I have a set of log data that is basically in this format:
Event timestamp user
6 10/14/2019 1:29 User1
33 10/14/2019 1:30 User1
3 10/14/2019 1:30 User1
6 10/14/2019 2:12 User2
36 10/14/2019 2:12 User2
31 10/14/2019 2:27 User2
I don't have the required source and target columns in the logs, so I'm not quite sure how to approach creating a Sankey diagram. I have a "login" event that I can use as the starting point to figure out what users are doing. How can I get from the log files I have now to a format that the Sankey diagram can use? Do I need to edit the files to create a source and target field?

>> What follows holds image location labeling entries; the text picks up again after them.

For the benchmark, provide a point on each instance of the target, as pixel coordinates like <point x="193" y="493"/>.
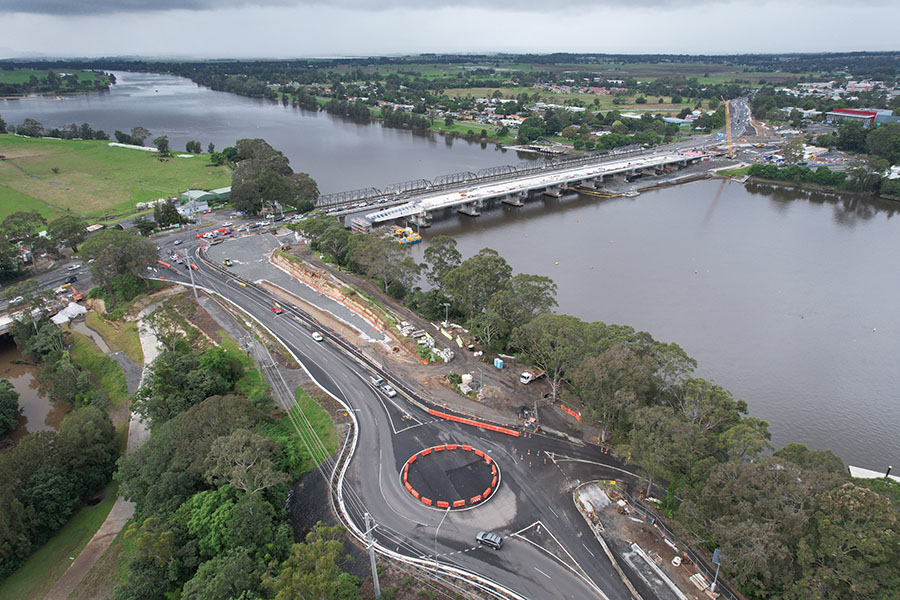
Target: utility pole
<point x="187" y="256"/>
<point x="371" y="543"/>
<point x="447" y="512"/>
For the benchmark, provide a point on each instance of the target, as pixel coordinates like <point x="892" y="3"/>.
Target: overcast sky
<point x="304" y="28"/>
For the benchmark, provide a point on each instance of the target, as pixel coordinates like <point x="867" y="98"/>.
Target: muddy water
<point x="36" y="411"/>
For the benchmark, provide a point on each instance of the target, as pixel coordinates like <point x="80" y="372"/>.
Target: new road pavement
<point x="548" y="551"/>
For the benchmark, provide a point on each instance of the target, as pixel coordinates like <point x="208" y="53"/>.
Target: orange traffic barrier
<point x="571" y="412"/>
<point x="474" y="423"/>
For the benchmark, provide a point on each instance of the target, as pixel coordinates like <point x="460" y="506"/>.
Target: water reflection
<point x="848" y="208"/>
<point x="36" y="411"/>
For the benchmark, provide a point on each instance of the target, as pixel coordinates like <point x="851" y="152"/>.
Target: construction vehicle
<point x="528" y="376"/>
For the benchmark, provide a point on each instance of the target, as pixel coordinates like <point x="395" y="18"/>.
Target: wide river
<point x="787" y="299"/>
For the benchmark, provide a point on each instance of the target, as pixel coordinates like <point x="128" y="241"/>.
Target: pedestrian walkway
<point x="138" y="434"/>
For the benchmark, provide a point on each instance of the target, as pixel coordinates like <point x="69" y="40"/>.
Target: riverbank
<point x="90" y="178"/>
<point x="742" y="175"/>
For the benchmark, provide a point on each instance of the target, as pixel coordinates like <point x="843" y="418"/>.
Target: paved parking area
<point x="249" y="256"/>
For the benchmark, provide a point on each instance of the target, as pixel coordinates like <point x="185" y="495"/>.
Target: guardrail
<point x="411" y="396"/>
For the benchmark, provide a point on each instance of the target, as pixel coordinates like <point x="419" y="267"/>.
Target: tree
<point x="30" y="128"/>
<point x="245" y="460"/>
<point x="9" y="406"/>
<point x="118" y="253"/>
<point x="555" y="343"/>
<point x="162" y="145"/>
<point x="383" y="259"/>
<point x="884" y="141"/>
<point x="68" y="230"/>
<point x="794" y="150"/>
<point x="474" y="282"/>
<point x="441" y="256"/>
<point x="852" y="137"/>
<point x="313" y="569"/>
<point x="138" y="135"/>
<point x="851" y="549"/>
<point x="609" y="386"/>
<point x="491" y="329"/>
<point x="88" y="442"/>
<point x="523" y="298"/>
<point x="22" y="227"/>
<point x="166" y="214"/>
<point x="225" y="577"/>
<point x="757" y="513"/>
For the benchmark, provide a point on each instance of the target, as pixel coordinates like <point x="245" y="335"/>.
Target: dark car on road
<point x="491" y="540"/>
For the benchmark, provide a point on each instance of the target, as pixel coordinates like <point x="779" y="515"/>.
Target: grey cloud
<point x="106" y="7"/>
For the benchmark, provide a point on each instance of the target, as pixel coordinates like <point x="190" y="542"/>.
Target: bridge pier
<point x="553" y="191"/>
<point x="469" y="208"/>
<point x="513" y="200"/>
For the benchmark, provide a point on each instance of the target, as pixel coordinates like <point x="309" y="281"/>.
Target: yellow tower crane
<point x="728" y="127"/>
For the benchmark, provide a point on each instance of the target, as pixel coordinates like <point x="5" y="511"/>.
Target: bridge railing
<point x="455" y="180"/>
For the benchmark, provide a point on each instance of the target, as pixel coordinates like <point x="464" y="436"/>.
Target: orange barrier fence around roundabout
<point x="451" y="503"/>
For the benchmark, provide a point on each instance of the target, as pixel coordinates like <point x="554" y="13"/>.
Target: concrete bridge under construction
<point x="468" y="195"/>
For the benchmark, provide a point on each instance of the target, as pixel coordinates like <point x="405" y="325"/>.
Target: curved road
<point x="549" y="552"/>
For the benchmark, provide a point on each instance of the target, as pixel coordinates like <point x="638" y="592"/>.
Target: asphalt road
<point x="549" y="552"/>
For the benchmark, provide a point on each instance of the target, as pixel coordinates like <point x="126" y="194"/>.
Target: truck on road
<point x="528" y="376"/>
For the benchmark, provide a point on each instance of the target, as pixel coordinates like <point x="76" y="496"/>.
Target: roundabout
<point x="450" y="477"/>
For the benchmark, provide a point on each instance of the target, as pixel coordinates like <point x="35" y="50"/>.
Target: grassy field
<point x="93" y="178"/>
<point x="107" y="572"/>
<point x="105" y="371"/>
<point x="23" y="75"/>
<point x="43" y="568"/>
<point x="119" y="335"/>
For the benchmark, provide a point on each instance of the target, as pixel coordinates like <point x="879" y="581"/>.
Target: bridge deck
<point x="523" y="184"/>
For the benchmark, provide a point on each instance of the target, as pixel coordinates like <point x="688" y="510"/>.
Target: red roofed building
<point x="866" y="117"/>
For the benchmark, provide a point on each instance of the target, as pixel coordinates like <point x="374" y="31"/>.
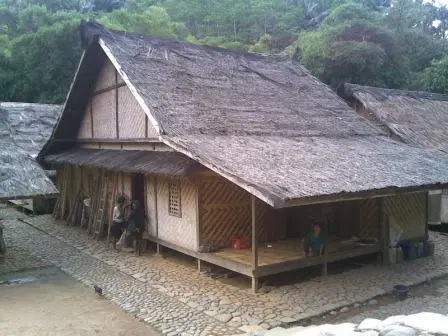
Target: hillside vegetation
<point x="396" y="44"/>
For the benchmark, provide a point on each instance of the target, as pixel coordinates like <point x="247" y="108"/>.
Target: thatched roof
<point x="24" y="128"/>
<point x="27" y="126"/>
<point x="130" y="161"/>
<point x="417" y="118"/>
<point x="261" y="121"/>
<point x="20" y="175"/>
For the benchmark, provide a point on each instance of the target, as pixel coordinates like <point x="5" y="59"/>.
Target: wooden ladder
<point x="101" y="209"/>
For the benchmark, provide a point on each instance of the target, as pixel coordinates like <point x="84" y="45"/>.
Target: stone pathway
<point x="198" y="304"/>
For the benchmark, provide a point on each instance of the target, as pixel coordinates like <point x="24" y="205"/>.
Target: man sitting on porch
<point x="315" y="242"/>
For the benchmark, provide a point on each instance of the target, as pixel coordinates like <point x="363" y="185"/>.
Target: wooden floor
<point x="281" y="251"/>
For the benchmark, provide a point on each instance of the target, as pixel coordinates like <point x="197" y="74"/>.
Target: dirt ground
<point x="48" y="302"/>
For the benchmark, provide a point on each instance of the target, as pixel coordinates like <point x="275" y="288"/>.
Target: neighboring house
<point x="24" y="129"/>
<point x="227" y="149"/>
<point x="419" y="119"/>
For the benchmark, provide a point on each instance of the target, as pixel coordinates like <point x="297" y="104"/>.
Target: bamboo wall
<point x="178" y="230"/>
<point x="225" y="213"/>
<point x="406" y="214"/>
<point x="76" y="184"/>
<point x="151" y="204"/>
<point x="103" y="110"/>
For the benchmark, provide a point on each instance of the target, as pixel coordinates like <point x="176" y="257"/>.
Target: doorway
<point x="138" y="188"/>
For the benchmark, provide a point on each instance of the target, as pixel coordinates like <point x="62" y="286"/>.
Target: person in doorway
<point x="315" y="242"/>
<point x="136" y="225"/>
<point x="117" y="227"/>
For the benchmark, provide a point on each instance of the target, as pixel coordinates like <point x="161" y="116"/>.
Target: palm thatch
<point x="24" y="128"/>
<point x="418" y="118"/>
<point x="261" y="121"/>
<point x="129" y="161"/>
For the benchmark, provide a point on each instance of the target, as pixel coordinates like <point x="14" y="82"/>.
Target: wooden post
<point x="254" y="244"/>
<point x="198" y="226"/>
<point x="427" y="215"/>
<point x="156" y="215"/>
<point x="384" y="225"/>
<point x="117" y="129"/>
<point x="159" y="249"/>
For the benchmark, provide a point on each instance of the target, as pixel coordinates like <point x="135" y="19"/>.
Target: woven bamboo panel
<point x="225" y="213"/>
<point x="127" y="185"/>
<point x="103" y="110"/>
<point x="178" y="230"/>
<point x="85" y="130"/>
<point x="106" y="77"/>
<point x="131" y="117"/>
<point x="407" y="213"/>
<point x="150" y="181"/>
<point x="369" y="219"/>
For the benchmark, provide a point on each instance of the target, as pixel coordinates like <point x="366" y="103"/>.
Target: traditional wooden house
<point x="228" y="149"/>
<point x="24" y="129"/>
<point x="419" y="119"/>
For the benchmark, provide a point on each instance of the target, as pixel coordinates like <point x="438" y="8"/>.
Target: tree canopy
<point x="389" y="43"/>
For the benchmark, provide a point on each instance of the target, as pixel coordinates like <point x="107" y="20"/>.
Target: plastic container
<point x="428" y="248"/>
<point x="240" y="244"/>
<point x="419" y="249"/>
<point x="409" y="250"/>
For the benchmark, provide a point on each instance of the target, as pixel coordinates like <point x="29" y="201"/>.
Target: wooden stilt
<point x="255" y="284"/>
<point x="384" y="225"/>
<point x="254" y="245"/>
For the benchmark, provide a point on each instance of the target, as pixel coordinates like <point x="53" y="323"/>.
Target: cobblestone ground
<point x="17" y="258"/>
<point x="198" y="304"/>
<point x="432" y="297"/>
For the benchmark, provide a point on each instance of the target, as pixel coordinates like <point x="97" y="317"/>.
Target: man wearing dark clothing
<point x="136" y="225"/>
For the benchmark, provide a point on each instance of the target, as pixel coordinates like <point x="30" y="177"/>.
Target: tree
<point x="154" y="21"/>
<point x="436" y="76"/>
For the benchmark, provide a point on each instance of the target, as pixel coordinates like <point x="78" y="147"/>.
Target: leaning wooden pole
<point x="254" y="246"/>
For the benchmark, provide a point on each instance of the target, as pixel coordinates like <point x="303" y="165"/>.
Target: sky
<point x="442" y="2"/>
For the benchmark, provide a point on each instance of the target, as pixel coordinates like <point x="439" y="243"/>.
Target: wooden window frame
<point x="174" y="198"/>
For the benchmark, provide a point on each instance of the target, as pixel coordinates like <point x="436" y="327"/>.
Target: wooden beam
<point x="254" y="236"/>
<point x="198" y="224"/>
<point x="109" y="88"/>
<point x="91" y="116"/>
<point x="353" y="196"/>
<point x="112" y="140"/>
<point x="385" y="231"/>
<point x="117" y="130"/>
<point x="156" y="207"/>
<point x="427" y="216"/>
<point x="291" y="265"/>
<point x="146" y="126"/>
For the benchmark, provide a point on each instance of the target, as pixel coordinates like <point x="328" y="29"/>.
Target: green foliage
<point x="361" y="41"/>
<point x="436" y="76"/>
<point x="264" y="44"/>
<point x="153" y="21"/>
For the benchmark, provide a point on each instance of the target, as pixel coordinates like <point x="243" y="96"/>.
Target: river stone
<point x="398" y="330"/>
<point x="223" y="317"/>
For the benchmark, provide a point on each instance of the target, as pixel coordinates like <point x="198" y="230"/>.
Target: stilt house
<point x="230" y="150"/>
<point x="24" y="129"/>
<point x="419" y="119"/>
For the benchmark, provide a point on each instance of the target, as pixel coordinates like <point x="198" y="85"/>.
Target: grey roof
<point x="24" y="128"/>
<point x="131" y="161"/>
<point x="261" y="121"/>
<point x="418" y="118"/>
<point x="27" y="125"/>
<point x="20" y="175"/>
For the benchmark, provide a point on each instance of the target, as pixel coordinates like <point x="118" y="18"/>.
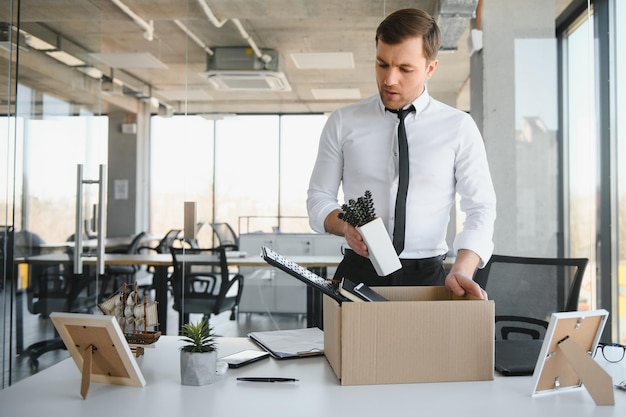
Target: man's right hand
<point x="355" y="240"/>
<point x="334" y="225"/>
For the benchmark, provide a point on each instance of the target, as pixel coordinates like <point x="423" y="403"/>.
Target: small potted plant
<point x="360" y="213"/>
<point x="198" y="358"/>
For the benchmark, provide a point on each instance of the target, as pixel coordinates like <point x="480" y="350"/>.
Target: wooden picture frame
<point x="566" y="359"/>
<point x="99" y="349"/>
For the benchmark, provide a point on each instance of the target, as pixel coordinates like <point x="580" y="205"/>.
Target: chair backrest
<point x="201" y="287"/>
<point x="532" y="288"/>
<point x="133" y="247"/>
<point x="226" y="236"/>
<point x="168" y="241"/>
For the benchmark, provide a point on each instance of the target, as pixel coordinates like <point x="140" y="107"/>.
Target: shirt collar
<point x="420" y="104"/>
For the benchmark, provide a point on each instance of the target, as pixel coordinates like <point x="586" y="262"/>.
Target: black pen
<point x="267" y="379"/>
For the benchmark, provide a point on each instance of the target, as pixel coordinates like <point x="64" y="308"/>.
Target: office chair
<point x="226" y="236"/>
<point x="169" y="240"/>
<point x="115" y="275"/>
<point x="204" y="289"/>
<point x="528" y="290"/>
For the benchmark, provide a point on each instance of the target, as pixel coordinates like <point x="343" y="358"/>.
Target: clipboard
<point x="309" y="278"/>
<point x="290" y="344"/>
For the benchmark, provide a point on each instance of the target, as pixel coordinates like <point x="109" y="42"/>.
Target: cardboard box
<point x="423" y="334"/>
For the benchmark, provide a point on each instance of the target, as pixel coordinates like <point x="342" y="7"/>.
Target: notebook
<point x="517" y="357"/>
<point x="286" y="344"/>
<point x="309" y="278"/>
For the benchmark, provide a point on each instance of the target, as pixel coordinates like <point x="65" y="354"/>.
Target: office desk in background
<point x="162" y="262"/>
<point x="317" y="393"/>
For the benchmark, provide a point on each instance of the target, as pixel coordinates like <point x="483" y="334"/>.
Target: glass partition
<point x="44" y="135"/>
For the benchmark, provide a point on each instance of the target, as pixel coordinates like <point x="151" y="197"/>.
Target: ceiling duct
<point x="10" y="39"/>
<point x="453" y="17"/>
<point x="240" y="69"/>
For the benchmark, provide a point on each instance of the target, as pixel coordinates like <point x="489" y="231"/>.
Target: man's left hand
<point x="459" y="284"/>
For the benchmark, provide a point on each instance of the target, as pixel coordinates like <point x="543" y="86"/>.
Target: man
<point x="446" y="155"/>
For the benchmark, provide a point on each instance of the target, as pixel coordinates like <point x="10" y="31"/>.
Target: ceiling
<point x="162" y="64"/>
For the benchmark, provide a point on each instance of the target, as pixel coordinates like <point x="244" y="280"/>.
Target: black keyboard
<point x="309" y="278"/>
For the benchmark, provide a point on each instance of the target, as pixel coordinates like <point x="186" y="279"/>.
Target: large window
<point x="251" y="171"/>
<point x="620" y="96"/>
<point x="580" y="148"/>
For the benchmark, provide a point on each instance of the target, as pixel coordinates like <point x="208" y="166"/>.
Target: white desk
<point x="318" y="393"/>
<point x="161" y="262"/>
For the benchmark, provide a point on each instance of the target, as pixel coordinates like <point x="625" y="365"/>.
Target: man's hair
<point x="407" y="23"/>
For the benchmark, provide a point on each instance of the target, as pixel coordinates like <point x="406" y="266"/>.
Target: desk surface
<point x="166" y="259"/>
<point x="318" y="392"/>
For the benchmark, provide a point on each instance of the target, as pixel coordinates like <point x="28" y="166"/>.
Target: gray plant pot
<point x="197" y="368"/>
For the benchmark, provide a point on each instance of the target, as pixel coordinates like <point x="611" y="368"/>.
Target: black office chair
<point x="116" y="275"/>
<point x="170" y="239"/>
<point x="226" y="236"/>
<point x="528" y="290"/>
<point x="204" y="289"/>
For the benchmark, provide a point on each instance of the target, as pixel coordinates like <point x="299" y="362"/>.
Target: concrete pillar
<point x="128" y="185"/>
<point x="516" y="113"/>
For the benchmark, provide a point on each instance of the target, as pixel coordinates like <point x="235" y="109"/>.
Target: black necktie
<point x="403" y="180"/>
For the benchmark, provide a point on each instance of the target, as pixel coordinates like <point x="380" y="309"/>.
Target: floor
<point x="37" y="329"/>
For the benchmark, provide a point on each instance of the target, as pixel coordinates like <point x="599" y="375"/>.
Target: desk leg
<point x="160" y="286"/>
<point x="314" y="313"/>
<point x="19" y="321"/>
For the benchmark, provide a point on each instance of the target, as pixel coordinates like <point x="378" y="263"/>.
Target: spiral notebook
<point x="290" y="344"/>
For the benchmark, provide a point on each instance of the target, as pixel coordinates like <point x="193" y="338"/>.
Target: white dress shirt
<point x="358" y="150"/>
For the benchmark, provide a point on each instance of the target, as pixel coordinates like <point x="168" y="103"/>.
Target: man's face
<point x="402" y="71"/>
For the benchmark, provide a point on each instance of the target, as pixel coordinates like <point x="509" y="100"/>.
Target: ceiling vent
<point x="240" y="69"/>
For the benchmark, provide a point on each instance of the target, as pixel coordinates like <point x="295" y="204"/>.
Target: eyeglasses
<point x="612" y="352"/>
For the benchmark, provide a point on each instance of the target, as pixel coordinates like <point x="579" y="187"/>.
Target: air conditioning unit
<point x="239" y="69"/>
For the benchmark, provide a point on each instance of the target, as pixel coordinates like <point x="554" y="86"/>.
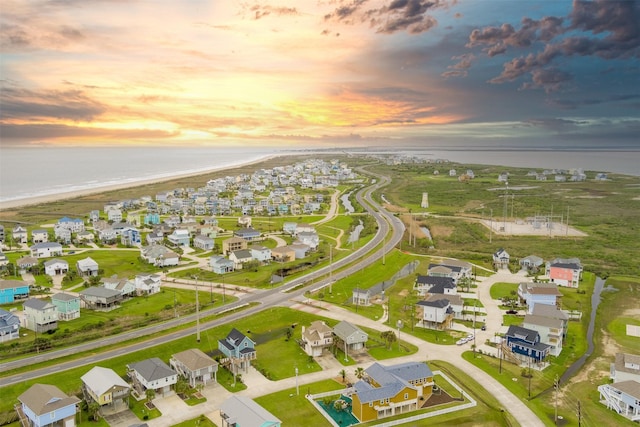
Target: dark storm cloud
<point x="603" y="29"/>
<point x="29" y="105"/>
<point x="397" y="15"/>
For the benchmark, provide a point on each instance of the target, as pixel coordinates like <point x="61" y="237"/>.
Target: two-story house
<point x="316" y="338"/>
<point x="40" y="315"/>
<point x="533" y="293"/>
<point x="391" y="390"/>
<point x="152" y="374"/>
<point x="47" y="405"/>
<point x="195" y="366"/>
<point x="67" y="306"/>
<point x="525" y="344"/>
<point x="239" y="348"/>
<point x="107" y="389"/>
<point x="9" y="326"/>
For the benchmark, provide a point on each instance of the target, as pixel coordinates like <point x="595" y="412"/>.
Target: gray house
<point x="353" y="337"/>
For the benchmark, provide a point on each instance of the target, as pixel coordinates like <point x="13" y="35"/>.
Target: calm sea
<point x="37" y="171"/>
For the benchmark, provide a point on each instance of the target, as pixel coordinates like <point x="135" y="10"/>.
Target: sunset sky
<point x="356" y="72"/>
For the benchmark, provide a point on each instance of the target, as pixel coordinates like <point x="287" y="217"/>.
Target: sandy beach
<point x="47" y="198"/>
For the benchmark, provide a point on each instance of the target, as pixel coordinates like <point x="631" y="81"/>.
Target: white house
<point x="56" y="266"/>
<point x="46" y="250"/>
<point x="152" y="374"/>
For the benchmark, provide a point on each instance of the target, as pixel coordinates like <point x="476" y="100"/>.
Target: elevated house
<point x="239" y="411"/>
<point x="107" y="389"/>
<point x="501" y="259"/>
<point x="67" y="306"/>
<point x="533" y="293"/>
<point x="40" y="315"/>
<point x="221" y="265"/>
<point x="454" y="269"/>
<point x="352" y="337"/>
<point x="565" y="272"/>
<point x="46" y="250"/>
<point x="9" y="326"/>
<point x="434" y="285"/>
<point x="87" y="267"/>
<point x="152" y="374"/>
<point x="391" y="390"/>
<point x="56" y="266"/>
<point x="551" y="331"/>
<point x="100" y="298"/>
<point x="12" y="290"/>
<point x="525" y="344"/>
<point x="316" y="338"/>
<point x="195" y="366"/>
<point x="239" y="349"/>
<point x="625" y="367"/>
<point x="46" y="405"/>
<point x="233" y="244"/>
<point x="623" y="398"/>
<point x="147" y="284"/>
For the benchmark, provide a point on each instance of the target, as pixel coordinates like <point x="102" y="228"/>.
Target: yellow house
<point x="391" y="390"/>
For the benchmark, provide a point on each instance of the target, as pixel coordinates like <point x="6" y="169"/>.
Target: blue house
<point x="239" y="348"/>
<point x="45" y="404"/>
<point x="247" y="234"/>
<point x="10" y="290"/>
<point x="525" y="344"/>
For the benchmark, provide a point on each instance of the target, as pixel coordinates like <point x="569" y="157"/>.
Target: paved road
<point x="276" y="296"/>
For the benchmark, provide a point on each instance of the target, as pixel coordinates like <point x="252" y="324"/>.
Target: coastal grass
<point x="294" y="409"/>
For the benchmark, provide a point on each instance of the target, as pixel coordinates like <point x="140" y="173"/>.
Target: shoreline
<point x="66" y="195"/>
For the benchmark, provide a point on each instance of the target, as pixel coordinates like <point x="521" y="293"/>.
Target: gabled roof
<point x="64" y="297"/>
<point x="152" y="369"/>
<point x="44" y="398"/>
<point x="37" y="304"/>
<point x="100" y="380"/>
<point x="194" y="359"/>
<point x="345" y="329"/>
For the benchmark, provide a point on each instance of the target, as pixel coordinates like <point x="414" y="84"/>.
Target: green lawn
<point x="295" y="410"/>
<point x="500" y="290"/>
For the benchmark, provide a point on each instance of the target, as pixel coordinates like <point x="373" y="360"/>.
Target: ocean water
<point x="37" y="171"/>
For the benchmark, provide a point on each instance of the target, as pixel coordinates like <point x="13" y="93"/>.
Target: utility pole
<point x="197" y="313"/>
<point x="555" y="386"/>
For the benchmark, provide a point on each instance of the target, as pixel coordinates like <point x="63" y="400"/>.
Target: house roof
<point x="549" y="311"/>
<point x="630" y="387"/>
<point x="535" y="288"/>
<point x="245" y="412"/>
<point x="622" y="359"/>
<point x="37" y="304"/>
<point x="64" y="297"/>
<point x="99" y="291"/>
<point x="55" y="261"/>
<point x="392" y="380"/>
<point x="10" y="284"/>
<point x="45" y="398"/>
<point x="194" y="359"/>
<point x="152" y="369"/>
<point x="345" y="329"/>
<point x="549" y="322"/>
<point x="100" y="380"/>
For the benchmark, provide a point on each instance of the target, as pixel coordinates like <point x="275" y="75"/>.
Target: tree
<point x="93" y="409"/>
<point x="389" y="337"/>
<point x="343" y="374"/>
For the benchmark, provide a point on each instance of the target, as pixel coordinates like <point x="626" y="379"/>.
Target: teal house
<point x="68" y="306"/>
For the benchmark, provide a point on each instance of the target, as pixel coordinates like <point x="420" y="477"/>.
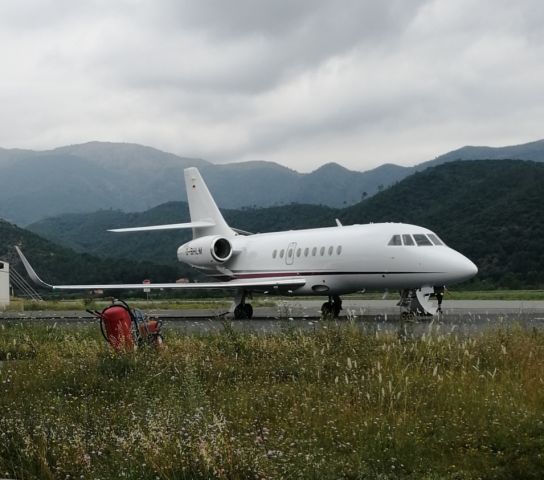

For example, I'd like to take the example data from above, and turn it into the following Sankey-friendly format:
User Source Dest
User1 6 33
User1 33 3
User2 6 36
User2 36 31
Based on the data provided, SAnkey might not be the best for this. Sankey is more useful when there is a more commonly defined hierarchy between events.
For example, Calculating the amount of data/traffic flow between app to backend service to actions
If you are able to establish hierarchy between user actions, such as in an app where the flow of events is predefined, it makes more sense to use a sankey and see how many users drop off at each step. If there is no proper hierarchy between events, your sankey will be a mess. You might want to look at the timeline chart which will probably be better able to depict this by calculating an aggregate order for the user actions.
For Sankey, You can start with
| stats count by User, Event
This will start an individual flow per user in the sankey diagram.
Cheers
Any suggestions for how to get started on the timeline chart? I'm trying to look into it, as I'm happy to consider alternative visualizations.
What exactly is the end goal? I understand that you want to use the Sankey Diagram, but what are you trying to visualize with it? Have you evaluated whether the Sankey diagram is the best way to tell the story with your data?
If yes, please provide samples of the different data sources that would contribute to this.
I've added some sample data. I'm looking to produce a Sankey diagram showing how users flow through the system. I have an event that represents login (6 in the example above), then others to represent different actions they can take in the system. I want to see what users are doing after they log in.